The comparative analysis of the expression level of micro-RNA in the normal myometrium and cells of myomatous nodes demonstrated that, in the normal myometrium, the expression of miR-141, miR-200а, miR-200b, miR-200c, and miR-429 was elevated that determined the lower production of targeted proteins ZEB1, ZEB2, STAT5b, while the expression of miR-199а-3p/214 was lowered that resulted in the higher expression of the COX2 protein. The myomatous tissue was characterized by the higher expression of let-7 and the lower expression of miR-200a, miR-200b, and some other miRNAs that significantly altered the expression of targeted proteins HMGA2, ZEB1, ZEB2, CYP1B1, VEGFA, CDH1, and others [50].

It appears that the benign proliferative diseases of the female reproductive system share the same epigenetic mechanisms involving miRNAs (let-7, miR-200, miR-199, miR-145, and others) and their targeted proteins (HMGA2, COX2, and others). These miRNAs exert their biological effects through the control of the transcription of some genes (including the syntropic ones) and respective targeted proteins. On the other hand, the differences in the epigenetic landscape may explain the existence of different clinical forms of the disorders as well as their unique clinical manifestation.
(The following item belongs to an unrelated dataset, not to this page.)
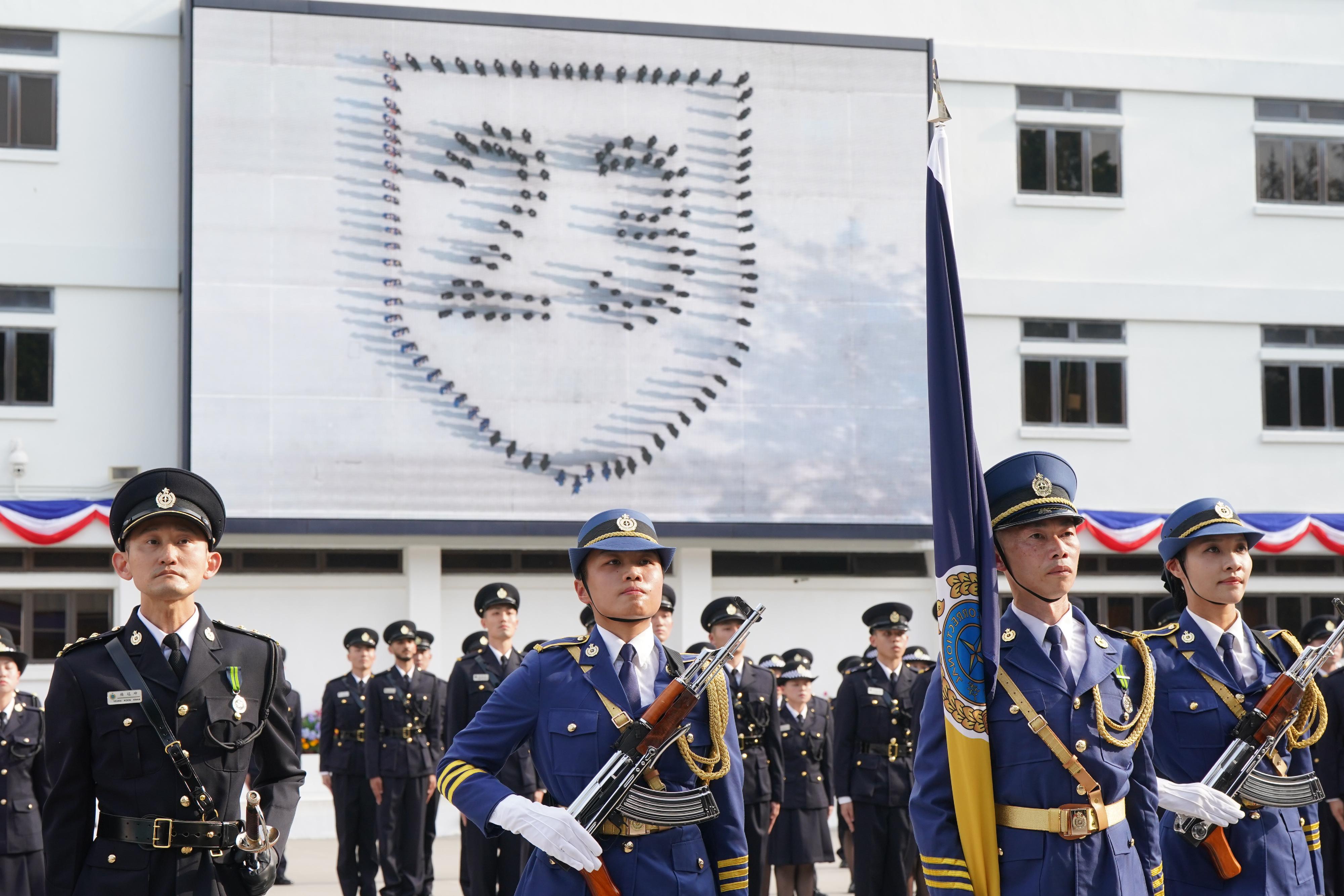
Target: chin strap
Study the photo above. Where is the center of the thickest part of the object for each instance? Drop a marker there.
(1009, 570)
Conclusion. In summary, the commonly observed comorbidity of the benign proliferative diseases of the female reproductive system (uterine leiomyoma, endometriosis, endometrial hyperplasia) is based on the shared risk factors and mechanisms of the pathogenesis; the latter include, among the others, epigenetic factors and syntropic genes. Identification of the shared factors for these diseases helps to determine therapeutic targets and develop an efficient treatment strategy against comorbidity of the disorders.

Financial support

No financial support has been provided for this work.